Öyleyse sahâbe dinde bizim için en büyük örnektir. Zira sahâbe dönemi sorularına binaen, problemlerine binaen vahiy gelen bir topluluktur. Kur’an onların arasında indi ve tamamlandı. Din onların hayatında tekemmül etti. Dinin anlaşılması, âyetlerin anlaşılması ve din adına ortaya çıkan ihtilâfların çözüme ulaştırılması o dönemin sosyal hayatının bilinmesini gerektirir. Bu bilinmeden âyetin tamamen anlaşılması mümkün değildir. Çünkü o âyet kim hakkında geldi? Ne yaptı da geldi? Sonunda ne oldu? Bunlar bilinmeden âyetin anlaşılması mümkün değildir. İşte sahâbenin bizim hayatımızdaki, bizim dinimizdeki önemi burada ortaya çıkmaktadır. Zira sahâbe rey ve ic-ihadın temel unsuru olan lügatin esasını, vâzıını, Arap âdetlerini, Kur’-n’ın indiği dönemdeki yahudi ve hıristiyanların sosyal durumlarını, nü-ûl sebeplerini çok iyi biliyordu. Onun içindir ki sahâbenin âlimlerinden Abdullah İbni Mes’ud efendimiz der ki:
“Vallahi Kur’an’da inen herhangi bir âyetin nerede, ne zaman, kimin hakkında ve hangi konuda indiğini ben biliyorum.”

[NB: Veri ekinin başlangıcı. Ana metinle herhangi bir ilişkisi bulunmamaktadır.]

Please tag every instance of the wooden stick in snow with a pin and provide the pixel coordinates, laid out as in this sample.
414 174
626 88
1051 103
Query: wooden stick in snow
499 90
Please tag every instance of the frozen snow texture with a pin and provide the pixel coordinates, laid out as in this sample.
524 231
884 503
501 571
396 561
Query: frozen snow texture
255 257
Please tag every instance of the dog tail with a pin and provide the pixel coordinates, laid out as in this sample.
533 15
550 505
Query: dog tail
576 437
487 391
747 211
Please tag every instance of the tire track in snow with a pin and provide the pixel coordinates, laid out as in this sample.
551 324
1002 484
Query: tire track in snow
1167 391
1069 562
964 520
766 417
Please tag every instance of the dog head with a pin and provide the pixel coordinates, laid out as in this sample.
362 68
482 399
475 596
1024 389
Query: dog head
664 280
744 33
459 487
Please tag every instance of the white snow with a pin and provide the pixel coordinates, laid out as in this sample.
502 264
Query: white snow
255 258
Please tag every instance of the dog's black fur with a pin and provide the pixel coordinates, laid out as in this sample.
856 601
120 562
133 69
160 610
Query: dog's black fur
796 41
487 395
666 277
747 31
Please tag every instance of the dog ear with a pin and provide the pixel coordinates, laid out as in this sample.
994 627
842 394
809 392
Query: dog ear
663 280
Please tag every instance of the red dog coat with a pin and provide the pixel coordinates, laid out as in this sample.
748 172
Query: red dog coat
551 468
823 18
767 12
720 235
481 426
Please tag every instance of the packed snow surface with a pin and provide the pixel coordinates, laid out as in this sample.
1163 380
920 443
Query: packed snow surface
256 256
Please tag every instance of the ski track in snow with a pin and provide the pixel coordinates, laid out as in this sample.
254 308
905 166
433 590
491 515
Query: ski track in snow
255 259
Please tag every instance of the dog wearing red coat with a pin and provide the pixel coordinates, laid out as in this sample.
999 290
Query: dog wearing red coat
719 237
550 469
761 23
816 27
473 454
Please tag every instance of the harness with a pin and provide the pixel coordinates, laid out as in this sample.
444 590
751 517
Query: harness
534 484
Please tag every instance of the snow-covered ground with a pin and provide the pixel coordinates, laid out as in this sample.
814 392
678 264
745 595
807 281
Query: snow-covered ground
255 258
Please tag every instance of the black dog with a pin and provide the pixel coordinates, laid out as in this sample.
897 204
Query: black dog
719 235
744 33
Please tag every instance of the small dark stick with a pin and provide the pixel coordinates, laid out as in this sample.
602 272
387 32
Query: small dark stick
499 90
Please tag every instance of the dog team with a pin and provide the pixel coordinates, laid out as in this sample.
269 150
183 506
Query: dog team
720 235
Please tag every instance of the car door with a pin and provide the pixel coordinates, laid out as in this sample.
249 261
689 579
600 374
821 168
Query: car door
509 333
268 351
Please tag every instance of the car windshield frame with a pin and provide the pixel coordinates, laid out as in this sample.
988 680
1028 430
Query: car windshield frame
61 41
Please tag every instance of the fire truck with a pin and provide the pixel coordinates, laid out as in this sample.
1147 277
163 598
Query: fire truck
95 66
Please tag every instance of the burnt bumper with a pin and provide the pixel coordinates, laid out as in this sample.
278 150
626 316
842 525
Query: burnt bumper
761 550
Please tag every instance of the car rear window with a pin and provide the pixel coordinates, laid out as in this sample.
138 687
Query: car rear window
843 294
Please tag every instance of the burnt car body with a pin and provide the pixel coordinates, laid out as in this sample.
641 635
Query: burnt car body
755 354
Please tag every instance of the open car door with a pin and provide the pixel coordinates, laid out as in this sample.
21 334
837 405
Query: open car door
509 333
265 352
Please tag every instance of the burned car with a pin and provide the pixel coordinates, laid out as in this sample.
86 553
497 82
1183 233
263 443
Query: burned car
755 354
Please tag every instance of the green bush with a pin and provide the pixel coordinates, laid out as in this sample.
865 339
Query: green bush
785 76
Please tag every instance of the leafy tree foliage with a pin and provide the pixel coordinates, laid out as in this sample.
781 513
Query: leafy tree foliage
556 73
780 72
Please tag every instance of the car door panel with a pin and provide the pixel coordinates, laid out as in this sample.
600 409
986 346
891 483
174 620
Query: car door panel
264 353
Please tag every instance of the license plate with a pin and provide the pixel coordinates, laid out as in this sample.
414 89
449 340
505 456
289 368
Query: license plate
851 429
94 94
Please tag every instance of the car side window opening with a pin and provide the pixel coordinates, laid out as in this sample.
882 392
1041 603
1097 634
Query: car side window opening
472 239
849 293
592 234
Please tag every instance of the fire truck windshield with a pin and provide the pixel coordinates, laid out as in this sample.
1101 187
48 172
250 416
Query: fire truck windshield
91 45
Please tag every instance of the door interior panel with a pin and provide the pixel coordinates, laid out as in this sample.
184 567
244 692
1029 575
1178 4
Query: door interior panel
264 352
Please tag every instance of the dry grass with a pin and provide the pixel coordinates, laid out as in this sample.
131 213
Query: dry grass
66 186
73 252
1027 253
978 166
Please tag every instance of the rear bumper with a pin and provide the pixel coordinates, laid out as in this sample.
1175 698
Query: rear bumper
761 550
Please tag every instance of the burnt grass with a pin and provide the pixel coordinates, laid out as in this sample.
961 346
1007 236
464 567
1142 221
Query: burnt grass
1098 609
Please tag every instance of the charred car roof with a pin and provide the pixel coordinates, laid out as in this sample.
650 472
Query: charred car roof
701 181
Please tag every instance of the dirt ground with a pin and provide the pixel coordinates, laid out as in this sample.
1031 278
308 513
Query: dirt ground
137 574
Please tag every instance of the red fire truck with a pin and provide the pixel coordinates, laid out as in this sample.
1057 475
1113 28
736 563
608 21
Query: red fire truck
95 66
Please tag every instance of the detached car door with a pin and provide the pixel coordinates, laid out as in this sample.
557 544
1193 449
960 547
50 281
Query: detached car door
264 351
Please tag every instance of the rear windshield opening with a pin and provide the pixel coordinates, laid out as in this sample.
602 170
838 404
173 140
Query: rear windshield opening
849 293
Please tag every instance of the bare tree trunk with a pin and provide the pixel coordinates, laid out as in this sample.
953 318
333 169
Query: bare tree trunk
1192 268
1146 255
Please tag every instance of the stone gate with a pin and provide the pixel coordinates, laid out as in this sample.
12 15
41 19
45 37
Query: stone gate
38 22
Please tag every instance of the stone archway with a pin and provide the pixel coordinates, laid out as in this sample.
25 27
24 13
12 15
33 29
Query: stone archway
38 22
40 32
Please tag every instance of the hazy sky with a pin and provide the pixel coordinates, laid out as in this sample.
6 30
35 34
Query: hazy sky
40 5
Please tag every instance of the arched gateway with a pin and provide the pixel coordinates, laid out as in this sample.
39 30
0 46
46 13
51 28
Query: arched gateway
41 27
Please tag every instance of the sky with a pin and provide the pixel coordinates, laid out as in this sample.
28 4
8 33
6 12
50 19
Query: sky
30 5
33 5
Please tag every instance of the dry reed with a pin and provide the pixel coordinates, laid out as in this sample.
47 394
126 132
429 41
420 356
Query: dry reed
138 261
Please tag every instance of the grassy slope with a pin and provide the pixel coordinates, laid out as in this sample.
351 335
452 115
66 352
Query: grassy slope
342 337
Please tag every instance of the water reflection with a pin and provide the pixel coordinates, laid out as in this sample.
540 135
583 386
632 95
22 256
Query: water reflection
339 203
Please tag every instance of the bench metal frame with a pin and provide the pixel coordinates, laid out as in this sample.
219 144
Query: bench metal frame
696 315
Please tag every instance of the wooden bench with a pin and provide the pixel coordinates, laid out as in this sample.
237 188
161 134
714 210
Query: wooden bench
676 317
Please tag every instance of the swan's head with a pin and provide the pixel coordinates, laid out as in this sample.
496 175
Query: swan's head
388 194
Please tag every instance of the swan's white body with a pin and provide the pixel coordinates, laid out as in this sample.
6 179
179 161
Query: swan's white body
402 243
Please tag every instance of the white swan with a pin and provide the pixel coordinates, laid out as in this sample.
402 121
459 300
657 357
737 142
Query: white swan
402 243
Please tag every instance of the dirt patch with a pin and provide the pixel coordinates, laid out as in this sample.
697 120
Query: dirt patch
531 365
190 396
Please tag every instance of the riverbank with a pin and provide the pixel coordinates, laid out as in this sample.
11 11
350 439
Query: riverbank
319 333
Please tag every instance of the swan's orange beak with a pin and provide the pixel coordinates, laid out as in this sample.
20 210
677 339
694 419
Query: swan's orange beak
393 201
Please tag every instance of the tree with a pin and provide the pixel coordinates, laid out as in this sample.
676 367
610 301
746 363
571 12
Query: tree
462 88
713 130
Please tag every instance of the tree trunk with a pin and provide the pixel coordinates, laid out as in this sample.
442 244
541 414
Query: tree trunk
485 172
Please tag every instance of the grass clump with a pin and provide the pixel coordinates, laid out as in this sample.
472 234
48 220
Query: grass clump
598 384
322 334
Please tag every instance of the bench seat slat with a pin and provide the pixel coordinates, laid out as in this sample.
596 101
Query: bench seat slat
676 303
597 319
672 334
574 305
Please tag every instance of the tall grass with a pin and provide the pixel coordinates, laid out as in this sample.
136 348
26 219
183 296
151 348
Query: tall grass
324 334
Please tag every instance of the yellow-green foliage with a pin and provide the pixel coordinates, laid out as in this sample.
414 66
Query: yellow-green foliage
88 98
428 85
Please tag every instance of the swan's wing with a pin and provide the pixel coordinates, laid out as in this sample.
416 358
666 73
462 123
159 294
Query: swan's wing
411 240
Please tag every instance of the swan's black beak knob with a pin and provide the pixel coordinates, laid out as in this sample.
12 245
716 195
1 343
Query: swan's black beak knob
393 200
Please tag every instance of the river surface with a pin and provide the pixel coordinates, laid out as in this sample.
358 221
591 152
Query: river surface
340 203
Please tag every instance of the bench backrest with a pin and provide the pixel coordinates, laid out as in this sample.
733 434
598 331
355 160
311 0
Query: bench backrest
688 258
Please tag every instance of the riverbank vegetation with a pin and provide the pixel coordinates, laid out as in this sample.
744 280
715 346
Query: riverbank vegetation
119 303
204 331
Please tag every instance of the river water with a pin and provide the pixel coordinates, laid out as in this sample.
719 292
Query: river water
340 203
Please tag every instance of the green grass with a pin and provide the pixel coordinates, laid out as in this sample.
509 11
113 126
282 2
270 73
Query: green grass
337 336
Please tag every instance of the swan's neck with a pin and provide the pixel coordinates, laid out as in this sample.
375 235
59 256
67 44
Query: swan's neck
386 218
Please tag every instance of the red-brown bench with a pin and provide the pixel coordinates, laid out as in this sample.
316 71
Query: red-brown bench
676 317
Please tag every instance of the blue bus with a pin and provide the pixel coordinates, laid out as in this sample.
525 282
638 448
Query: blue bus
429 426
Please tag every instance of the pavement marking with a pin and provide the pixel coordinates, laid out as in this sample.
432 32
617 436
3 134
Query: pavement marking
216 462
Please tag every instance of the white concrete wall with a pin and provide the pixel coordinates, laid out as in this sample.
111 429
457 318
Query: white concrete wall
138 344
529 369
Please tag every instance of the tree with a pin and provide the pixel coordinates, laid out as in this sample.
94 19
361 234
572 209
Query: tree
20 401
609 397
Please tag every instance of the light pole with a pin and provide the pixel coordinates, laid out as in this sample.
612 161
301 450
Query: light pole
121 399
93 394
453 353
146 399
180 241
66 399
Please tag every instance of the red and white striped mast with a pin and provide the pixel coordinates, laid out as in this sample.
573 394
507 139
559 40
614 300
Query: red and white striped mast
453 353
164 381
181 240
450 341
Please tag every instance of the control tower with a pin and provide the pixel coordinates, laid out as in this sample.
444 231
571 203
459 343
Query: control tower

Eğer varsa içinizde ben bunu ondan daha iyi bilirim diyen bir babayiğit o zaman ona bir sözüm yoktur. O halde sahâbe din konusunda, dinin anlaşılması, Kur’an’ın anlaşılması konusunda kendilerine müracaat edilmesi gerek ikinci kaynaktır. İhtilâf konularında da sahâ-benin sünnetine müracaat etmek zorundayız.
Sonra tâbiîn, tebe-i tâbiîn döneminden günümüze gelinceye kadar Kur’an konusunda söz söyleme yetkisinde olan tüm selef âlimlerimizin anlayışlarına müracaat ederek Kur’an’ı anlamaya çalışacağız.